Anyway, on with my list...

  • George Michael.  Yup, we all knew.  In those days of gender line-blurring we knew Georgie loved the cock.  He sang those love songs with a little too much conviction, as anyone with half a brain knows that men only say that shit to get into a bird's knickers.  

  • Rob Halford.  I was guilty of completely missing the boat on this one.  The lead singer of Judas Priest, one of the most macho and influential metal bands of all time.  The leather pants, song names like Turbo Lover and Ram It Down, and the fact that he looks like an old queen.  None of these clued me in, but then again I'm not that interested in the sex lives of musicians I like.  I understand now how he got his inspiration for all those high pitched screams. 

  • Steven Gately.  I knew this right away.  He was in a boy band.  Ergo, he is gay.  I'd be shocked if one of them was straight.

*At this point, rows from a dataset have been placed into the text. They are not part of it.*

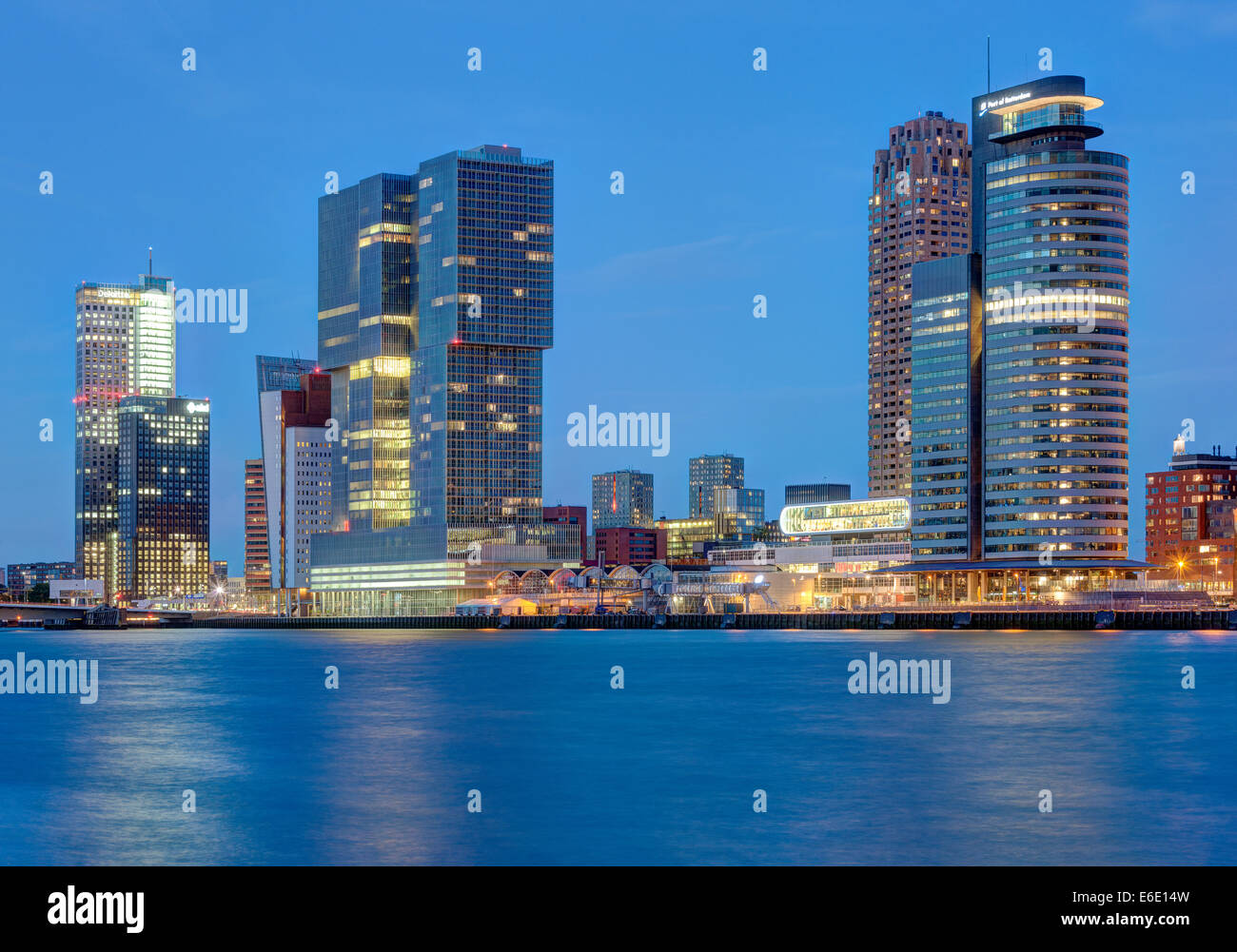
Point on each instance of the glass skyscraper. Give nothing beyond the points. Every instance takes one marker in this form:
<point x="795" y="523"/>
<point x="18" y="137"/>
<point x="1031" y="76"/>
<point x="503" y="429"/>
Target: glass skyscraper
<point x="919" y="209"/>
<point x="708" y="474"/>
<point x="164" y="478"/>
<point x="125" y="346"/>
<point x="1019" y="361"/>
<point x="436" y="301"/>
<point x="1051" y="217"/>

There's bound to be more gay men in the performing arts I suppose.  When I was at school I scoffed at doing drama classes or singing and the boys that did we would push to the ground and laugh scornfully.  Only when it was too late did I realise that those boys were getting loads of chicks on the back of being all sensitive and arty.  

At this juncture I would like to point out that homophobia is in fact a sure sign that you are a homosexual.  If you are concerned about where another man puts his winkie, enough to become emotional about it, you're probably only fooling yourself.

I personally have always been very glad of all the gays around the place.  Less competition.